A propósito de lo señalado es procedente señalar la inconsistencia contenida en el artículo 27 de la Ley sobre Firmas Electrónicas reformado mediante decreto 33-2020 (Ley de Auxilio al Sector Productivo y los Trabajadores ante los efectos de la pandemia provocada por el COVID-19) mismo que en el literal B) preceptúa: las entidades del sector público o privado podrán designar uno o más responsable de certificar las autorizaciones que correspondan para asegurar la fluidez de sus operaciones por medios electrónicos. Estas personas tendrán el carácter de fedatarios. Las personas designadas deberán ser comunicadas al Instituto de la Propiedad, el cual llevará un registro de estas.

Como puede apreciarse ello abre las puertas para que cualesquiera puedan certificar autorizaciones, en circunstancias que ello debería concretarse al notario autorizado para operar como tal, vale decir, como autoridad certificadora. No cualquier funcionario podría ser autoridad certificadora, puesto que el artículo 11 de la normativa sobre Firmas Electrónicas, establece entre otros requisitos para actuar como tal, la deontología jurídica. No nos parece procedente lo establecido en el artículo 27 literal B) reformado por el Decreto 33-2020 cuando omite el requisito de deontología jurídica para actuar como autoridad certificadora.

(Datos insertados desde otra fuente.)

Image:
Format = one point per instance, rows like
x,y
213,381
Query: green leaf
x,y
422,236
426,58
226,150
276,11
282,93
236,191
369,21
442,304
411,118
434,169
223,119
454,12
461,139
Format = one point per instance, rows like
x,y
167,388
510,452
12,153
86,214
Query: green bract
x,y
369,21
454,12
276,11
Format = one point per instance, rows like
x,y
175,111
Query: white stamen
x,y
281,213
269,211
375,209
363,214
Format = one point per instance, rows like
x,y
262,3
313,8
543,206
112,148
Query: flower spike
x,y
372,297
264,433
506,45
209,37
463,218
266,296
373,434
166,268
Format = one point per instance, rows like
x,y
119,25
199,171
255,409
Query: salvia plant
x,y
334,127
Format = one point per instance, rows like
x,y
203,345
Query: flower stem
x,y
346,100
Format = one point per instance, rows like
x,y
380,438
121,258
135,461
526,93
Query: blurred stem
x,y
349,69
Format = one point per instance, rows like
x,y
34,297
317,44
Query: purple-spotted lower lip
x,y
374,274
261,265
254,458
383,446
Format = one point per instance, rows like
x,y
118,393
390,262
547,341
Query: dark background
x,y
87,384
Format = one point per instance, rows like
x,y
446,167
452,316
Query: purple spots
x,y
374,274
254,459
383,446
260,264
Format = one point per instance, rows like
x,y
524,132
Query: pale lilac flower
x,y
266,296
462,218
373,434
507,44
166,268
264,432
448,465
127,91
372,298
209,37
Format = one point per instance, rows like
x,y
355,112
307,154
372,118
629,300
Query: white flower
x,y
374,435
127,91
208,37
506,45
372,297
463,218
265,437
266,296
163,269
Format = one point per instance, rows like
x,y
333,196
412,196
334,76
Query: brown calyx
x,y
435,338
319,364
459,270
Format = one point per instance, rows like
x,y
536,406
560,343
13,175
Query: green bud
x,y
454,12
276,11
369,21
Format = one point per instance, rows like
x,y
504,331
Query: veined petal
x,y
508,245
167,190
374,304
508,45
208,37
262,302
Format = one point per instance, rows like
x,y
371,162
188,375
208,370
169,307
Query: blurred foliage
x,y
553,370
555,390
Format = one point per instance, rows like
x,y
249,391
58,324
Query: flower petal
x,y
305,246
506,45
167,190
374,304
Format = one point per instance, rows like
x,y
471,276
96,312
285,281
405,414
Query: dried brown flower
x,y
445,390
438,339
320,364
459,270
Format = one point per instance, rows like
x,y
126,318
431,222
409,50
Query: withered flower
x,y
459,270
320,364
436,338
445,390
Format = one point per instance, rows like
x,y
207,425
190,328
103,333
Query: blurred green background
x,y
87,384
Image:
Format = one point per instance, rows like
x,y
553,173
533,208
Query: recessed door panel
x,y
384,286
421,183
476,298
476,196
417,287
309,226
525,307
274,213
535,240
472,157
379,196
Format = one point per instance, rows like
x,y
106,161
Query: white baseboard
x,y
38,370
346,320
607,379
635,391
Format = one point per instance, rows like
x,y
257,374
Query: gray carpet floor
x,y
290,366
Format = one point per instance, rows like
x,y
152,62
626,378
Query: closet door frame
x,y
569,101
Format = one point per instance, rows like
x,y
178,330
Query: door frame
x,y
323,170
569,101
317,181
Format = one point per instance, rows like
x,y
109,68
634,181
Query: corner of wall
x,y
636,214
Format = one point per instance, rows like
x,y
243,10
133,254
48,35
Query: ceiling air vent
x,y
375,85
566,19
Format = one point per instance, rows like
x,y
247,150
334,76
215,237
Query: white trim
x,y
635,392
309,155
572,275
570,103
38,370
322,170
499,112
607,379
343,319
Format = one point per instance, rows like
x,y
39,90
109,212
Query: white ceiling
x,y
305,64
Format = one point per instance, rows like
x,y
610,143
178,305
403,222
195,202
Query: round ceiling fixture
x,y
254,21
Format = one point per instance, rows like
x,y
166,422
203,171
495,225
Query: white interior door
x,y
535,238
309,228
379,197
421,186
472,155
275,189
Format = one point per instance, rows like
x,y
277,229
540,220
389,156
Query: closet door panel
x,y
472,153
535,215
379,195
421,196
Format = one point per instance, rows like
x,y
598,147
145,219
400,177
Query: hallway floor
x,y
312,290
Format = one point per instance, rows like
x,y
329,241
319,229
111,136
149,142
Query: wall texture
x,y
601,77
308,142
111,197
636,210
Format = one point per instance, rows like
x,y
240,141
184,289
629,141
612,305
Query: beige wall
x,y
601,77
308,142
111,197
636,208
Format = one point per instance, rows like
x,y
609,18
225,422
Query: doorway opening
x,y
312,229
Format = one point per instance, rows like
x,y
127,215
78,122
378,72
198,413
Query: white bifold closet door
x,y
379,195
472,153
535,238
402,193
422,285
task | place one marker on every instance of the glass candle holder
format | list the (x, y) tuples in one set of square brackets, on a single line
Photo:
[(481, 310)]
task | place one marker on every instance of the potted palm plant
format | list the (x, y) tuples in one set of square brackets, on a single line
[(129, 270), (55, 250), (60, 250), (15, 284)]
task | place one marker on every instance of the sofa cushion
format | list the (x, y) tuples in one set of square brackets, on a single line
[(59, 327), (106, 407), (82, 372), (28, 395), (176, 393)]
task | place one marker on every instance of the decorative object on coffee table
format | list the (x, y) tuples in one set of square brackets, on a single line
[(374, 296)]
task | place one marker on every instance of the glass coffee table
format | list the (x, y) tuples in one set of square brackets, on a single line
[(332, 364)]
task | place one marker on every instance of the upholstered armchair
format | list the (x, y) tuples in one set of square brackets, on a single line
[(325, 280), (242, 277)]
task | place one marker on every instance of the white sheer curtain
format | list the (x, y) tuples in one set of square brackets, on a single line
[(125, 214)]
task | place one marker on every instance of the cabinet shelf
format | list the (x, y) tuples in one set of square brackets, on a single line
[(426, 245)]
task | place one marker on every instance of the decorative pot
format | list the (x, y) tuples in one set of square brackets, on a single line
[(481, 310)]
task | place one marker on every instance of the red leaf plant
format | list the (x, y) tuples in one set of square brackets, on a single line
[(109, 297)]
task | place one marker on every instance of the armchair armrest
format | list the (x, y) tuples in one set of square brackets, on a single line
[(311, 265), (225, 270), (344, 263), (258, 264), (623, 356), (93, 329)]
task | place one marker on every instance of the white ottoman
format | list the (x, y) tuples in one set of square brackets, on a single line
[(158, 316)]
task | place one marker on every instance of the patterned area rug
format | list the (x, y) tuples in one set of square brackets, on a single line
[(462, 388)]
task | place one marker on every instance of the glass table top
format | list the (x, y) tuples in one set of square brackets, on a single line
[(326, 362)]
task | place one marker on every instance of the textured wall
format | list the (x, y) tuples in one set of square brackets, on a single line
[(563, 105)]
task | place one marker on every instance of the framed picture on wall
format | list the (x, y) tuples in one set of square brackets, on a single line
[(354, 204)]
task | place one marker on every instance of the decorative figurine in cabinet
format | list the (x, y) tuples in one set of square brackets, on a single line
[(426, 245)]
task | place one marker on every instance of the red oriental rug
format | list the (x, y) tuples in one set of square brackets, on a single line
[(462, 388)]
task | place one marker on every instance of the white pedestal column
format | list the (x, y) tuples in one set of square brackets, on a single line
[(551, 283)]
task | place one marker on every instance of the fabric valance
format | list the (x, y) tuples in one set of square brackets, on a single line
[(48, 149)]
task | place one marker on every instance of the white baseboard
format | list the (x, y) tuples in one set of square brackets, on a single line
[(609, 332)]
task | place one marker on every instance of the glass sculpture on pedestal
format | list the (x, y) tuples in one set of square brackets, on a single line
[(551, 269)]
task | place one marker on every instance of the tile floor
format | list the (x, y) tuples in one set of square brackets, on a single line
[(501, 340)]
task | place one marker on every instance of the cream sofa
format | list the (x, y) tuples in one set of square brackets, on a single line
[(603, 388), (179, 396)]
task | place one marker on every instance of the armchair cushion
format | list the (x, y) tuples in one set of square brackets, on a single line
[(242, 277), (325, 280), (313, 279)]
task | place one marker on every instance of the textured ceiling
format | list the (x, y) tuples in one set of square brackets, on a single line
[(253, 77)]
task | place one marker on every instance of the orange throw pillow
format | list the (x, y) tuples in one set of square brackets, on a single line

A estas alturas todo lo relativo a la propiedad inmobiliaria debería estar automatizado, como efectivamente ocurre en varios países, en donde el cibernotario automáticamente está certificando todo tipo de transacciones inmobiliarias, pues serán por medios electrónicos, produciéndose de inmediato el registro a nombre del adquirente. En todo caso previo o simultáneamente se habrán materializado electrónicamente los pagos, tanto del inmueble, los impuestos, así como los honorarios de cibernotario autorizante.

Adviértase la celeridad o dinamismo de las transacciones sobre bienes inmuebles por medios electrónicos con la obvia intervención del cibernotario, mismas que se concretarían con eficacia y prontitud. En la práctica nuestra, todo el proceso de legalización se toma una significativa cantidad de tiempo. Debemos propiciar esta significativa innovación o no?